Tallow drew back from the window. He uploaded the pictures to her app. And looked at the time. 10:55. “Go ahead and get things set in motion, but they can’t make an assault until I give the go ahead. I haven’t found the wizard yet.”
“Roger,” Brenda said.
“Can’t you just stretch out with your energies and feel for him or whatever? Like you did in the old farmhouse?” Ross asked.
“No. He would sense my magic intruding,” he said.
“How do you know the wizard is even there?” Douglas asked.
“There is a faint ward lining the building. If I so much as tapped on the window, he would sense me,” Tallow explained. “And I think the interior is being actively muffled. There’s no sound coming through. I’m climbing up to the door at the top.”
Tallow went up the last two stairways and came upon the door. It was of solid metal construction and he could see the faint red lines of the wizard’s magic going through it. Very carefully, he reached out with his magic and closed his eyes as he placed his hands on the door.
He focused on the wards and extended his thoughts outwards, looking for weak points. The wizard who had woven the spell had used basic techniques. It was a grid-like pattern, nothing creative, but solid.
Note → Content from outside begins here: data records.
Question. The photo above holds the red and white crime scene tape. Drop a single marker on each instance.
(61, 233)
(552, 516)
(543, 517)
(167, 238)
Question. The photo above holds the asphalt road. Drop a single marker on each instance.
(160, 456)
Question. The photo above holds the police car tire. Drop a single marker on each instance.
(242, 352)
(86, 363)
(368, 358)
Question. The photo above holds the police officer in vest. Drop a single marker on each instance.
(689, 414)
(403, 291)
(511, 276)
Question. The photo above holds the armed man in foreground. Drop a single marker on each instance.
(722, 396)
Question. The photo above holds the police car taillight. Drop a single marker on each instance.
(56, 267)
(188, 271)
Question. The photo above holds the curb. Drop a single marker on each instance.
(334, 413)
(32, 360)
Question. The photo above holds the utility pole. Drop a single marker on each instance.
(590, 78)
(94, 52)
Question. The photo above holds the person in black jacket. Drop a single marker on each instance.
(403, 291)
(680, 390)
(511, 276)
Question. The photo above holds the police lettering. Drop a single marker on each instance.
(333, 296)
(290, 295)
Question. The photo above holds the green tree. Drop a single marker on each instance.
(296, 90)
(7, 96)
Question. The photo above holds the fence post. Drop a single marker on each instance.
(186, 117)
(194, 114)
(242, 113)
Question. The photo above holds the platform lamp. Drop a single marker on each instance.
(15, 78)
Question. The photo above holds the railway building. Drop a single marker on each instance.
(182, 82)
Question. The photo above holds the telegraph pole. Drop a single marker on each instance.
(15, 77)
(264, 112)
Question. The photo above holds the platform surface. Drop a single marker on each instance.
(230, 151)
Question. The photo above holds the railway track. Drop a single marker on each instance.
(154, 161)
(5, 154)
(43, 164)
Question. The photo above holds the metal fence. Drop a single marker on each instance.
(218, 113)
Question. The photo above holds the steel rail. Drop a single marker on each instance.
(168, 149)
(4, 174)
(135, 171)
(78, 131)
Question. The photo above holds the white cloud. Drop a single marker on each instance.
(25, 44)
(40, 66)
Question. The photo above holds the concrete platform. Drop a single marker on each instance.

Tallow let out a low breath and reached out with his will. The thing with lines of power in a ward was that there was a fraction of a second before a broken line would be registered. What he had to do was quickly detach a line and reattach it elsewhere in the grid before the wizard noticed.
It was a sensitive process, but he didn’t have much time to do it. It was a good thing he’d had a lot of experience with this kind of thing. Tallow reached for the first line.
Suddenly, the wards around the door faded. The doorknob turned.
Chapter 27: Surprises
Tallow’s eyes widened. He rolled to the right and backed up until his butt struck the railing of the fire escape. The door opened towards him and someone stepped out onto the platform. They were hidden by the door, but by the way the iron beneath his feet shifted with their added weight he was pretty sure they were bulky.
“Well, Tallow? Any luck with that door?” Brenda asked in his ear.
Tallow didn’t dare answer. At the moment he was worried that her voice would be heard by the person who had exited the building. His nose caught a whiff of cigarette smoke.
A female voice drifted out from inside. “Would you close the door? What’s the point of going out to smoke if it just blows back in here?”
Tallow glanced inside through the small crack that had opened up between the door’s hinges. He couldn’t see the woman who had spoken, but the glimpse he caught of the room inside showed him plush red carpet and fine furnishings. He smelled perfume and a short blast of AC caressed his face.
“Yeah-yeah,” said a man’s voice and the door swung shut.
The man stood there with his back to Tallow, gazing off of the fire escape while he blew out a stream of smoke. He was of average height, had shoulder-length black hair, and a substantial gut. He was also naked but for a pair of pink bikini style briefs. A spiderweb of wicked scars covered his back, each one tattooed with tiny power-enhancing runes.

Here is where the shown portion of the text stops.